Blockchain can also provide alternative financing options for homebuyers. Instead of approaching their bank for a mortgage, a prospective homeowner could obtain a loan using a decentralized finance protocol, putting up the house they’re buying as their main collateral. The property will be tokenized, and so long as the homeowner repays the loan, they will get to keep their tokens. Should they default, the tokens would instead go to the investors who put up the capital for their loan, enabling them to sell the property and recoup their investment in the event of a default.
Another benefit of blockchain-based real estate transactions is security and transparency. The blockchain is a public digital ledger that records every single transaction and can be viewed by anyone. Because it’s operated by a distributed network that requires every node to agree, it’s impossible to alter these records, making it more resilient to fraud.

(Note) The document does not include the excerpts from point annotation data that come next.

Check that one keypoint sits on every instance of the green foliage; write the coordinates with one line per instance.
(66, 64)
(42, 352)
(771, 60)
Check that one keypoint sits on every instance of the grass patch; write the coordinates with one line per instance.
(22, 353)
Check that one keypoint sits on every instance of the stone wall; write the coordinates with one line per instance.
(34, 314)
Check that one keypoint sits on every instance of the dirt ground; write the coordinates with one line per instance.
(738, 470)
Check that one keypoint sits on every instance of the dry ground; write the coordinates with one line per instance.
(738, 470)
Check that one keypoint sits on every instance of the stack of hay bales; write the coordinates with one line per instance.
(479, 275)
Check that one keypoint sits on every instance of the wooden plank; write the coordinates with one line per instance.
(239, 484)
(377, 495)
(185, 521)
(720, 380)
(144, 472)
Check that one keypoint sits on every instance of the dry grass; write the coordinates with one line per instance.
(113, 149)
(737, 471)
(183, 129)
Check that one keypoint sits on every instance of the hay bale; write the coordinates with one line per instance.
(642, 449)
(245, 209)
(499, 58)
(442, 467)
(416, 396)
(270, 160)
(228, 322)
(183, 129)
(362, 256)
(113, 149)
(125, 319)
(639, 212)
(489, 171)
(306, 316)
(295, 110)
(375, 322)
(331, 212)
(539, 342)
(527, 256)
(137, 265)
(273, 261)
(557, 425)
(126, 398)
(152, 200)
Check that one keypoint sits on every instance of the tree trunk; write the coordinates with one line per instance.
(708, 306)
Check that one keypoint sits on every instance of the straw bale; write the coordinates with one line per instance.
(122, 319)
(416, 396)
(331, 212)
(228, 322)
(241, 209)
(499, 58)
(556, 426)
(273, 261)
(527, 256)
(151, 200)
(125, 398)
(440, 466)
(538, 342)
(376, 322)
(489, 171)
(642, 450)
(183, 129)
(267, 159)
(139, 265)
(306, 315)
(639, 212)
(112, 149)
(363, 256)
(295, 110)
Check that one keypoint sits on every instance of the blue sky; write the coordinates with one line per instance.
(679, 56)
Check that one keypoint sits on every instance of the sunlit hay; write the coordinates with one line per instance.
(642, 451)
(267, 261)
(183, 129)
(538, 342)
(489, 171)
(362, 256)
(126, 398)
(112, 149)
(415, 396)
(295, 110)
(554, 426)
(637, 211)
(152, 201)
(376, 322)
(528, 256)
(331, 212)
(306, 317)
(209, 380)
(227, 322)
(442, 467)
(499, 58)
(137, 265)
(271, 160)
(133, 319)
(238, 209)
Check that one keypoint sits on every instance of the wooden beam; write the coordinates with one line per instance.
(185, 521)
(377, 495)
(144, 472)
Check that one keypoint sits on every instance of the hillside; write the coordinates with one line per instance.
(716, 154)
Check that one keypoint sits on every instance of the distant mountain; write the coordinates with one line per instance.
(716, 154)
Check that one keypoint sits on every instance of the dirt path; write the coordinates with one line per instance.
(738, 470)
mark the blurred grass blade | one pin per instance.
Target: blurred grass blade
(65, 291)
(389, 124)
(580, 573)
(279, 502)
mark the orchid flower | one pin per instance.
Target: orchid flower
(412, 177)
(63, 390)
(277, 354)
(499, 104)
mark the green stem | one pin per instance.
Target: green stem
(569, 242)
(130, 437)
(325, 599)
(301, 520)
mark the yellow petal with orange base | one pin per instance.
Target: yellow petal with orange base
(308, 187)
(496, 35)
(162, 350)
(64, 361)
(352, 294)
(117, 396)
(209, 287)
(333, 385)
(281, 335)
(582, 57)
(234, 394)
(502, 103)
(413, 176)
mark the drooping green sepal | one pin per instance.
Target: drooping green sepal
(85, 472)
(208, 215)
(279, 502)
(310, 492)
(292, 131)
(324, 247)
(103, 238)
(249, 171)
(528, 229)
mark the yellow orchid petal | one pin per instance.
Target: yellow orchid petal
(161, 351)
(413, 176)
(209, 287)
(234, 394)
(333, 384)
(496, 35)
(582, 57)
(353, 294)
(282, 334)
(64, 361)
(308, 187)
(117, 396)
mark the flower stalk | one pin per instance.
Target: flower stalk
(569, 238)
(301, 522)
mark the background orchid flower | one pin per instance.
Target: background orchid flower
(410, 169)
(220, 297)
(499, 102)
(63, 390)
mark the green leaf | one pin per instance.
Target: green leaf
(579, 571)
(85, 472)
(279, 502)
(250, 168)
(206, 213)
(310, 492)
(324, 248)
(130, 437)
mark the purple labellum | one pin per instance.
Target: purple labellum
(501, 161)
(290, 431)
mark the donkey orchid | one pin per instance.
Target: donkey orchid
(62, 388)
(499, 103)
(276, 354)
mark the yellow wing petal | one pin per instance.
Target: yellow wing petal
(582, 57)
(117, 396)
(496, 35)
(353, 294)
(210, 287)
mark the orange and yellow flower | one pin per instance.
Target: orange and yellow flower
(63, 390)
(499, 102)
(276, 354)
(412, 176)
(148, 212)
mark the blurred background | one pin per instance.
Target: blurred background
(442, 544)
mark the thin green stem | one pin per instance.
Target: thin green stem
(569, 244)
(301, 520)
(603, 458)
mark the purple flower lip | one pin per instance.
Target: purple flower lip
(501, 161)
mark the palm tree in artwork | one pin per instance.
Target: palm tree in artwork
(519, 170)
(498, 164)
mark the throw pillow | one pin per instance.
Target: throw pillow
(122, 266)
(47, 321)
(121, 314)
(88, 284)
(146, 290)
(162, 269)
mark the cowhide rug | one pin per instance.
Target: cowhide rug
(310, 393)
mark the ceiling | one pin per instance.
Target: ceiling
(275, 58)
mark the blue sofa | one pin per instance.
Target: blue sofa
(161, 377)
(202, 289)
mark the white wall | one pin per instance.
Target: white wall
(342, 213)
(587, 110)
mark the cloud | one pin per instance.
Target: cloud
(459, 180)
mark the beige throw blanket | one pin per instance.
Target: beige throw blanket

With real estate tokenization comes more liquidity. Typically, to sell a house, the owner has to hire a real estate agent and put the property up for sale on the market, then sit and wait for interested parties to come and view it. Once they’ve found a willing buyer, which can take weeks, they’ll have to wait further weeks for all of the paperwork to be completed, the buyer’s loan to be approved and so on. It’s extremely slow, and that’s why real estate assets are considered to be illiquid.
A tokenized property, on the other hand, is highly liquid. Because transactions are so fast and there’s a much lower barrier to entry, it’s possible to sell a tokenized property – or a fractional share of it – in a matter of minutes. Users simply list their tokens for sale, and anyone interested in buying them can go ahead and do so instantly. This makes real estate much more liquid than before.
Tokenization means that real estate as an asset class is no longer restricted to high-net-worth individuals, accredited investors and hedge funds. Now, anyone can get involved as a fractional investor. It’s a transformational model that’s going to change the way we think about real estate ownership and make it far more accessible by breaking down financial and geographic barriers.